Beowulf & Grendel
Movie Rating: (R) | Critic: B+
Holy Venerable Bede. It’s ‘‘Beowulf” time.
Someone else finally has noticed that Seamus Heaney’s acclaimed 1999 translation of ‘‘Beowulf” was a bestseller.
Recently, a Julie Taymor-directed opera titled ‘‘Grendel,” based on the 1971 novel by John Gardner and featuring a 20-ton piece of scenery, debuted in New York City. In December, Robert Zemeckis will unveil a new animated ‘‘Beowulf” with Angelina Jolie supplying the voice of the monster’s mother.
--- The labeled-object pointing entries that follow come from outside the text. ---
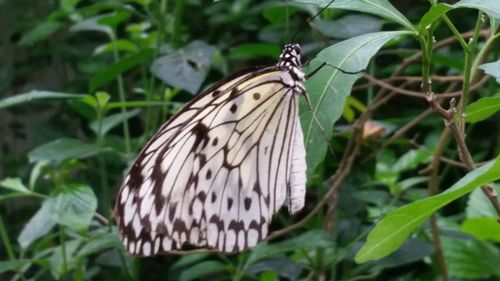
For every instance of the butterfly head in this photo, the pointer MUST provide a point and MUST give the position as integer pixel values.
(290, 56)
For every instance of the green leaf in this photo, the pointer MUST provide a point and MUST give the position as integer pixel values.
(39, 32)
(113, 120)
(492, 69)
(329, 88)
(434, 13)
(185, 68)
(36, 95)
(490, 7)
(58, 260)
(101, 240)
(483, 228)
(308, 240)
(12, 265)
(38, 226)
(482, 109)
(119, 45)
(202, 269)
(395, 228)
(73, 206)
(118, 68)
(61, 149)
(349, 26)
(470, 259)
(14, 184)
(479, 205)
(382, 8)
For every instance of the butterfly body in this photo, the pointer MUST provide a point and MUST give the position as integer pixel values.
(216, 172)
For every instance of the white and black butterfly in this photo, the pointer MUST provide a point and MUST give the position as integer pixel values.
(216, 172)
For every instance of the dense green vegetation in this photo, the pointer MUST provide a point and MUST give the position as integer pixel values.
(407, 194)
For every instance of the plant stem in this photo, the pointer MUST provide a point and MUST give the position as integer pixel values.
(63, 249)
(103, 175)
(6, 240)
(121, 93)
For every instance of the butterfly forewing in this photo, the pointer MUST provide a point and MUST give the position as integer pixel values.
(216, 172)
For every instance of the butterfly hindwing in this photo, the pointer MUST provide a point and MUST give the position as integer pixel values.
(216, 172)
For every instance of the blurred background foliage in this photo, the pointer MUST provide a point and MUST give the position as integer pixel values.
(84, 84)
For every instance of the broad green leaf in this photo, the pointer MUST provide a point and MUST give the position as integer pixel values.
(479, 205)
(113, 120)
(118, 68)
(39, 32)
(482, 109)
(36, 95)
(202, 269)
(61, 149)
(13, 264)
(119, 45)
(14, 184)
(490, 7)
(349, 26)
(395, 228)
(434, 13)
(185, 68)
(329, 88)
(38, 226)
(471, 259)
(382, 8)
(483, 228)
(253, 50)
(492, 69)
(73, 206)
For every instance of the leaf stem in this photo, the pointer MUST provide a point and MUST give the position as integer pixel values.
(121, 93)
(6, 240)
(62, 238)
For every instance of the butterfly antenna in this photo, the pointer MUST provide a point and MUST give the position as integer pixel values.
(321, 128)
(311, 19)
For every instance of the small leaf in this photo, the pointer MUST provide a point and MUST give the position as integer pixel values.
(39, 32)
(395, 228)
(113, 120)
(308, 240)
(482, 109)
(36, 95)
(470, 259)
(59, 259)
(185, 68)
(202, 269)
(38, 226)
(61, 149)
(492, 69)
(14, 184)
(73, 206)
(483, 228)
(92, 24)
(119, 45)
(13, 264)
(479, 205)
(253, 50)
(490, 7)
(118, 68)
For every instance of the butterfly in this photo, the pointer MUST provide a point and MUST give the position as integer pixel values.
(217, 171)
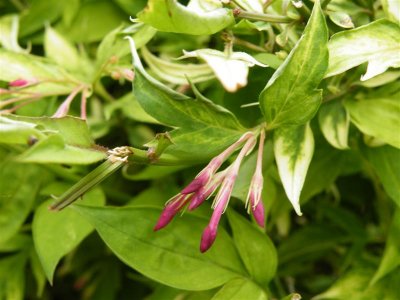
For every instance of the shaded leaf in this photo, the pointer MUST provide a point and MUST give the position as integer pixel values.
(174, 252)
(377, 43)
(290, 96)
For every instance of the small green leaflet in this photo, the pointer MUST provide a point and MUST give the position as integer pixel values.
(171, 16)
(294, 148)
(203, 128)
(378, 117)
(291, 97)
(334, 122)
(377, 43)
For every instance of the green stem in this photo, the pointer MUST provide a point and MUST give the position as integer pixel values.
(261, 17)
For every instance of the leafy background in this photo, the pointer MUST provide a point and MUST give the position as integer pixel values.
(334, 135)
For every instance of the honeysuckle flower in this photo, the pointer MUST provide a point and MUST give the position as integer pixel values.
(205, 184)
(223, 196)
(231, 68)
(171, 209)
(254, 201)
(18, 83)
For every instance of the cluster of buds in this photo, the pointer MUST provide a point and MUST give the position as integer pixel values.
(210, 179)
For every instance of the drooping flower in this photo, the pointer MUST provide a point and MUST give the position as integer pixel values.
(208, 181)
(254, 201)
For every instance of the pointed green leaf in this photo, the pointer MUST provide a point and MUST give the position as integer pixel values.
(171, 16)
(290, 97)
(377, 43)
(204, 128)
(391, 256)
(294, 148)
(386, 163)
(173, 252)
(19, 185)
(377, 117)
(334, 122)
(57, 233)
(255, 248)
(239, 289)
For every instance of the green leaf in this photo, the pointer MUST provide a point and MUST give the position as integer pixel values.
(64, 53)
(290, 97)
(12, 277)
(239, 289)
(55, 234)
(348, 49)
(392, 10)
(93, 21)
(171, 16)
(334, 122)
(176, 73)
(354, 285)
(294, 148)
(19, 185)
(170, 256)
(204, 128)
(255, 248)
(386, 163)
(391, 256)
(17, 132)
(378, 117)
(9, 25)
(54, 79)
(54, 150)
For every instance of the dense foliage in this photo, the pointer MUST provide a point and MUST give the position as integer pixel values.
(285, 115)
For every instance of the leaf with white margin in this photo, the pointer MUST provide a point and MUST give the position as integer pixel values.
(294, 148)
(334, 122)
(9, 26)
(378, 117)
(171, 16)
(377, 43)
(391, 9)
(231, 69)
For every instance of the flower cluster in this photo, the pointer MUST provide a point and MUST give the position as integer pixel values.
(210, 179)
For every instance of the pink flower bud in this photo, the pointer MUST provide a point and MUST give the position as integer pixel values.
(170, 210)
(18, 83)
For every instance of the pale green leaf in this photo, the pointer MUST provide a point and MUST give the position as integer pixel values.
(171, 16)
(175, 72)
(378, 117)
(174, 251)
(294, 148)
(377, 43)
(53, 79)
(392, 10)
(391, 256)
(231, 69)
(9, 25)
(19, 185)
(386, 163)
(255, 248)
(49, 227)
(290, 96)
(334, 122)
(204, 128)
(239, 289)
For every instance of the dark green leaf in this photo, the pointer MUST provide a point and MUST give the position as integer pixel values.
(170, 256)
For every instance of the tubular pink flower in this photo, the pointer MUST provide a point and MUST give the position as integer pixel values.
(207, 173)
(170, 210)
(253, 201)
(222, 199)
(18, 83)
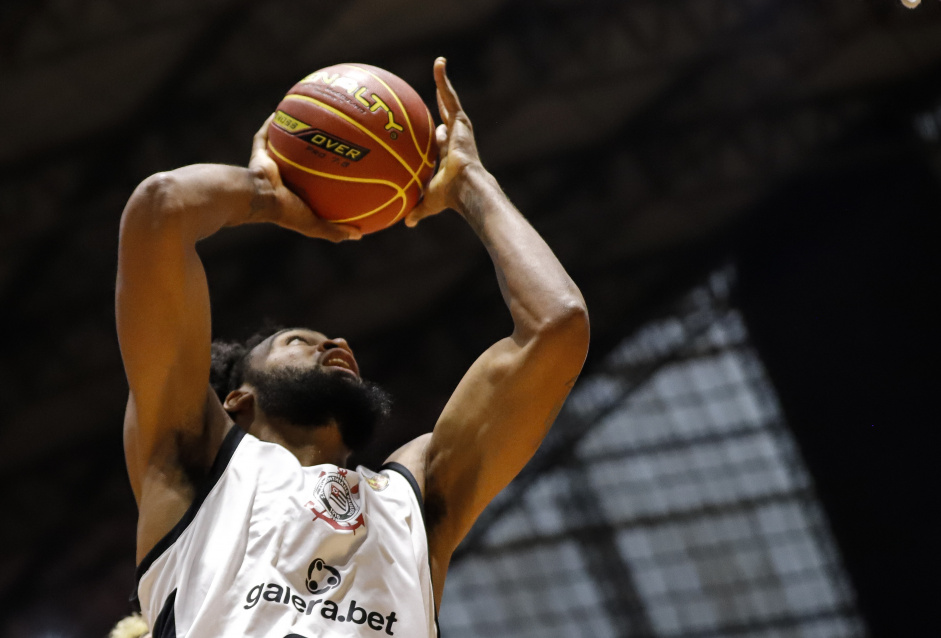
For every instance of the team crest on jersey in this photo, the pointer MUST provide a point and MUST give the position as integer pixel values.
(336, 503)
(378, 482)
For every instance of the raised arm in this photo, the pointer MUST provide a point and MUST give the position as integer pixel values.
(505, 404)
(162, 300)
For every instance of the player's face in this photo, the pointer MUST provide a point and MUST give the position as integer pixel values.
(306, 379)
(303, 348)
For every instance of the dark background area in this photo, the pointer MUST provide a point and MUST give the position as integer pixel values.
(647, 141)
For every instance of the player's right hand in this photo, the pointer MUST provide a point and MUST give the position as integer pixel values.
(281, 206)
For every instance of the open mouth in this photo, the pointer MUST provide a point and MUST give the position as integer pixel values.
(342, 360)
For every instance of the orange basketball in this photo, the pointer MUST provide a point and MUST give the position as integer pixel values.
(356, 143)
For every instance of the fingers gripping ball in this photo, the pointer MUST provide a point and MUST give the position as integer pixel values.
(356, 143)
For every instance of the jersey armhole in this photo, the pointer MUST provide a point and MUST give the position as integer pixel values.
(404, 471)
(229, 444)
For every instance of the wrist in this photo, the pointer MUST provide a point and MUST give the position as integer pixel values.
(262, 205)
(467, 192)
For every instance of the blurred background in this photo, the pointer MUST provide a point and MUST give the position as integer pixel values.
(746, 191)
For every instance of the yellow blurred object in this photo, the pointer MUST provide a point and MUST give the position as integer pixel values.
(132, 626)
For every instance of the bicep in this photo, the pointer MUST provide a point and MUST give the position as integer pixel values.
(162, 312)
(495, 420)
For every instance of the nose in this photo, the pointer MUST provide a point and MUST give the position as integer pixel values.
(338, 342)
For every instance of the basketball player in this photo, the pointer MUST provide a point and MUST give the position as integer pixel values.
(249, 524)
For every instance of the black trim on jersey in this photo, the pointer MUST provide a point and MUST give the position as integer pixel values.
(404, 471)
(226, 450)
(165, 625)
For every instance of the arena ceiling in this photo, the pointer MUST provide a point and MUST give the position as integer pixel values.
(641, 138)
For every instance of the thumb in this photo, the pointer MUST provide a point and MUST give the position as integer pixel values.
(342, 232)
(424, 208)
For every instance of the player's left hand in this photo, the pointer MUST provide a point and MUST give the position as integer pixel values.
(457, 153)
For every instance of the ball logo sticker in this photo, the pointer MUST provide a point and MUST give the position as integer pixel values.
(321, 139)
(321, 578)
(337, 504)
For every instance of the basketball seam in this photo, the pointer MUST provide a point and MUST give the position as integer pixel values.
(365, 130)
(400, 192)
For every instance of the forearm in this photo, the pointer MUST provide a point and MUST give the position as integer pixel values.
(538, 292)
(200, 199)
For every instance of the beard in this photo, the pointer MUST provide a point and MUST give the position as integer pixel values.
(315, 397)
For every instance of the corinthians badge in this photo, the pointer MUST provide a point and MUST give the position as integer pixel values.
(336, 503)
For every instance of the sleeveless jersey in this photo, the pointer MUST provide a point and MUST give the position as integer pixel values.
(276, 550)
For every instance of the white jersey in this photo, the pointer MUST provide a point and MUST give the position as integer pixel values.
(276, 550)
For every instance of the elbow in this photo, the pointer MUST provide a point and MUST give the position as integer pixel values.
(151, 206)
(568, 327)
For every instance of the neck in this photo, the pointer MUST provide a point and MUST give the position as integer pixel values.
(311, 445)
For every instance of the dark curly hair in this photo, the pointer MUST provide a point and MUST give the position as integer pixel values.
(227, 371)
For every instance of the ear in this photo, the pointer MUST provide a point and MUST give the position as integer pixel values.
(239, 401)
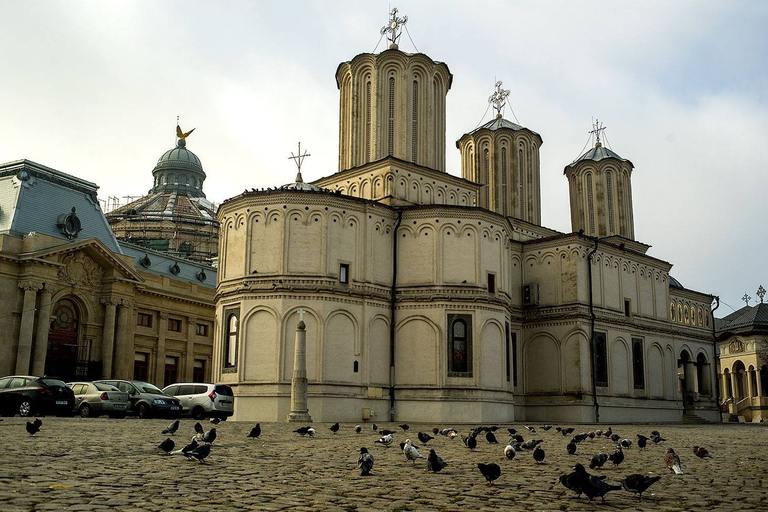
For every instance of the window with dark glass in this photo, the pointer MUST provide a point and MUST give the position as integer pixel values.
(601, 360)
(460, 345)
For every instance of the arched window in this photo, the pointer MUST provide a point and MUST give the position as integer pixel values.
(460, 345)
(231, 340)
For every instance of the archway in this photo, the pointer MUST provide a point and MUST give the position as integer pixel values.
(61, 357)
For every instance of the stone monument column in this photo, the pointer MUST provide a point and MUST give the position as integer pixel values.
(24, 350)
(299, 410)
(41, 337)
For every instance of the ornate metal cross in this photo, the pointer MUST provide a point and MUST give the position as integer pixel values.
(597, 129)
(299, 159)
(499, 98)
(394, 28)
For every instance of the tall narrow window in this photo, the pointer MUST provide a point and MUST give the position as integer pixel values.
(391, 134)
(504, 181)
(601, 360)
(414, 120)
(460, 345)
(231, 339)
(638, 368)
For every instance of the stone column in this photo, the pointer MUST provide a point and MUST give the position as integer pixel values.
(24, 348)
(299, 410)
(108, 338)
(162, 329)
(41, 337)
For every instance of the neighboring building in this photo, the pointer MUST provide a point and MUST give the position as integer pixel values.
(743, 341)
(78, 304)
(175, 217)
(429, 297)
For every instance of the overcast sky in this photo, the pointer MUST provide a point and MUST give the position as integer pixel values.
(93, 88)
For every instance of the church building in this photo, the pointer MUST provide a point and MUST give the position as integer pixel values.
(437, 298)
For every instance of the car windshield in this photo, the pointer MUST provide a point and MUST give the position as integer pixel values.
(53, 382)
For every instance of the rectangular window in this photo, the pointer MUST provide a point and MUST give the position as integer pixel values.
(638, 366)
(459, 345)
(491, 283)
(344, 273)
(144, 320)
(601, 360)
(198, 371)
(174, 325)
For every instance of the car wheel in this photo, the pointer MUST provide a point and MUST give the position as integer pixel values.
(143, 411)
(25, 408)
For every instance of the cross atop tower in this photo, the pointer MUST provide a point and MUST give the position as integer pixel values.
(394, 28)
(597, 129)
(298, 160)
(498, 99)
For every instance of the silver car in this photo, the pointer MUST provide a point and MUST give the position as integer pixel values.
(94, 398)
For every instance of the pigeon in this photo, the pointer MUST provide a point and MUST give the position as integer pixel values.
(200, 452)
(410, 452)
(210, 436)
(638, 484)
(167, 445)
(172, 428)
(591, 485)
(33, 428)
(424, 437)
(673, 462)
(598, 460)
(365, 462)
(490, 472)
(255, 431)
(701, 452)
(617, 457)
(435, 464)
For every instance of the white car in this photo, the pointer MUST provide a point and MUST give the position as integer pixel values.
(201, 400)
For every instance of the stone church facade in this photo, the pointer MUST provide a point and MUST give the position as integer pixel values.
(432, 297)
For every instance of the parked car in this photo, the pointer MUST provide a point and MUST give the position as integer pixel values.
(147, 400)
(94, 398)
(26, 395)
(200, 400)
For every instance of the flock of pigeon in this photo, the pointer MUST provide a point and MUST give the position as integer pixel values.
(579, 480)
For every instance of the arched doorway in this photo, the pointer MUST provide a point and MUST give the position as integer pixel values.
(61, 358)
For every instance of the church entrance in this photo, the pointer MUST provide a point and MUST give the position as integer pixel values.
(61, 358)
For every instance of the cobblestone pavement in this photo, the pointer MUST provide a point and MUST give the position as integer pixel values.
(76, 464)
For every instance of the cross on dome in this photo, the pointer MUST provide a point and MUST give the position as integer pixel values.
(394, 28)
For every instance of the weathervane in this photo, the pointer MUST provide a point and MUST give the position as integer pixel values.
(597, 128)
(299, 159)
(498, 99)
(394, 28)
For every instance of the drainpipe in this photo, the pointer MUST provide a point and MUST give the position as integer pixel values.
(717, 358)
(392, 305)
(592, 334)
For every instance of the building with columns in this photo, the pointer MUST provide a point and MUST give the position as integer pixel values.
(78, 304)
(743, 374)
(433, 297)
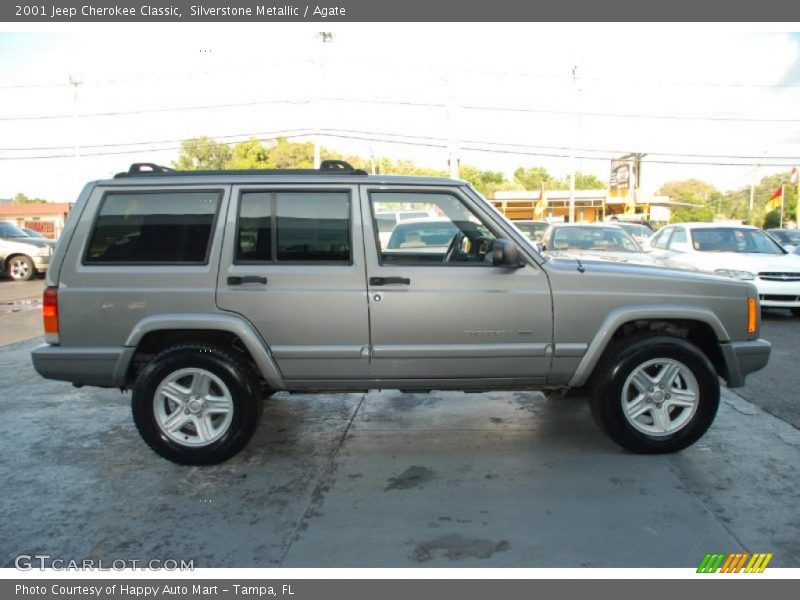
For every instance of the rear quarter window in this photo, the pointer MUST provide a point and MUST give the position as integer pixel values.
(153, 228)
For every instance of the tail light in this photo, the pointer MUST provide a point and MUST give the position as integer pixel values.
(50, 311)
(752, 315)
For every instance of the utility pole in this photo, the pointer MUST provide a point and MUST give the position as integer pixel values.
(75, 83)
(753, 174)
(573, 159)
(453, 159)
(326, 37)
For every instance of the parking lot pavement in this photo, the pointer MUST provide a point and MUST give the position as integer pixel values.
(776, 388)
(20, 310)
(386, 479)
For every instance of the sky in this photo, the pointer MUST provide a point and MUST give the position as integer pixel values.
(503, 93)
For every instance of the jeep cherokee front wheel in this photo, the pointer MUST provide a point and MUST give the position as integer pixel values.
(655, 394)
(196, 404)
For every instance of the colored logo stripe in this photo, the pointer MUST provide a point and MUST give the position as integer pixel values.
(734, 562)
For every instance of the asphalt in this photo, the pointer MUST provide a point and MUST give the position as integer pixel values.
(385, 479)
(776, 388)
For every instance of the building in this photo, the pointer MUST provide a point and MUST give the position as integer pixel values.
(47, 218)
(590, 206)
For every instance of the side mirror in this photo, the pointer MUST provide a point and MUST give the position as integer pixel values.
(679, 246)
(506, 254)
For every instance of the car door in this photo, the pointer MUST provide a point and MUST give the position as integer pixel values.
(457, 320)
(293, 265)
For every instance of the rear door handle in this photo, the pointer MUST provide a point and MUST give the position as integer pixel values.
(247, 279)
(389, 281)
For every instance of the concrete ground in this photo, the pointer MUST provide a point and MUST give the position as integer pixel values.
(386, 479)
(20, 309)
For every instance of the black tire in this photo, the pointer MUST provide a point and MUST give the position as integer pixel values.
(233, 372)
(611, 374)
(20, 268)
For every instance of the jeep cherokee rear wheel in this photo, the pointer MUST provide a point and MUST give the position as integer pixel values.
(655, 394)
(196, 404)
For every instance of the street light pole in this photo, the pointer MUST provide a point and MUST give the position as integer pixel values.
(326, 37)
(573, 158)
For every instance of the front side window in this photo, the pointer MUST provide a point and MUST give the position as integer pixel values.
(434, 228)
(152, 228)
(294, 227)
(661, 239)
(734, 239)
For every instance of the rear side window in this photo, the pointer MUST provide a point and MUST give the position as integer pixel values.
(294, 227)
(153, 228)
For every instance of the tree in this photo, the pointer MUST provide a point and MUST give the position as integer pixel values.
(203, 153)
(704, 196)
(21, 198)
(772, 219)
(486, 182)
(532, 178)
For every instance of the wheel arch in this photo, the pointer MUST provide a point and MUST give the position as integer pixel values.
(697, 324)
(156, 332)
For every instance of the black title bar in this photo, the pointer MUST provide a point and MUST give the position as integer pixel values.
(400, 10)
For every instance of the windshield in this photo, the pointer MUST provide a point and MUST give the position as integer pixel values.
(611, 239)
(636, 229)
(787, 236)
(734, 239)
(8, 230)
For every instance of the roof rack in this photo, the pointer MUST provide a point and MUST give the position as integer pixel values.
(326, 167)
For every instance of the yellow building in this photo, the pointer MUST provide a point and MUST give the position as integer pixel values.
(590, 206)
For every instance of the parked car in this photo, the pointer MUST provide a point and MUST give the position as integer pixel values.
(593, 240)
(788, 238)
(388, 219)
(737, 251)
(21, 256)
(38, 235)
(533, 230)
(641, 232)
(205, 291)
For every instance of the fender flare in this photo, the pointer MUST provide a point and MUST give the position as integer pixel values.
(229, 323)
(654, 312)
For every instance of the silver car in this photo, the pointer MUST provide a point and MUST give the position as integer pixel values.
(23, 256)
(205, 291)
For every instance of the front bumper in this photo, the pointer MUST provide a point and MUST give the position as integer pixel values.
(104, 367)
(743, 358)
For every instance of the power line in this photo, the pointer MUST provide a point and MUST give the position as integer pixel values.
(245, 136)
(377, 101)
(269, 138)
(151, 142)
(430, 142)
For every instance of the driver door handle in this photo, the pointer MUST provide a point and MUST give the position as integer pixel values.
(236, 280)
(389, 281)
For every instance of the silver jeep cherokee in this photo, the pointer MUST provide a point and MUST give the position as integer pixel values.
(204, 292)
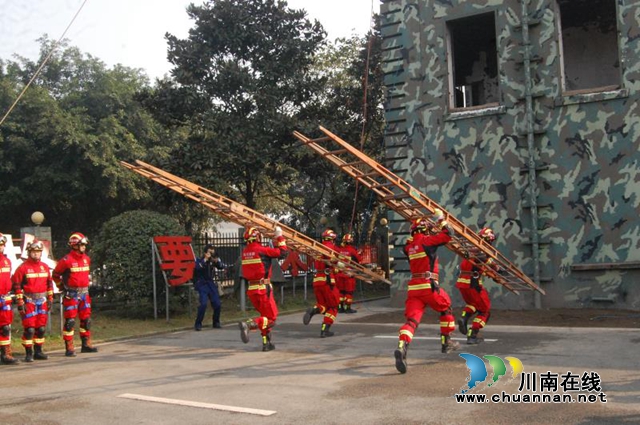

Now we get the arthouse version. An Icelandic saga directed by Sturla Gunnarsson, ‘‘Beowulf & Grendel” features British actor Gerard Butler (better here than in ‘‘The Phantom of the Opera”) as Beowulf, the legendary Scandinavian warrior immortalized in the oldest surviving English-language epic.
Also in the fine cast are Swede Stellan Skarsgard as King Hrothgar, Canadian Sarah Polley as a comely witch and Icelander Ingvar Eggert Sigurdsson as bloodthirsty Grendel. Shot on location in vast, primordial Iceland, the film is a modest but successful – and even at times spectacular – attempt at retelling in English one of the oldest tales in the canon of Western civilization.
At a time when Christianity is making inroads into pagan Nordic culture, Beowulf and his warrior band arrive at Danish King Hrothgar’s Mead Hall to help the profligate old monarch defend his people from a marauding monster, a troll known as Grendel. That monster takes an appreciably humanoid shape in this version of the story, which also marks the first brief appearance by Grendel’s father and an attempt to justify Grendel’s hatred and to give the story an Oedipal element.
‘‘Beowulf & Grendel” suggests the epic takes place at a ‘‘Clan of the Cave Bear”-like time when Homo sapiens may have coexisted with a few remaining Neanderthals and that the trolls of our legends and fairy tales may be distant reminders of them.
Not only is Beowulf out to kill the ‘‘monster,” he’s in competition with him for the sexual favors of Polley’s Selma. The film even tantalizingly suggests Grendel’s ‘‘people” may persist to this day in our gene pool. This would explain some of the behavior of our politicians, if nothing else.
(‘‘Beowulf & Grendel” contains violence and sexual imagery.)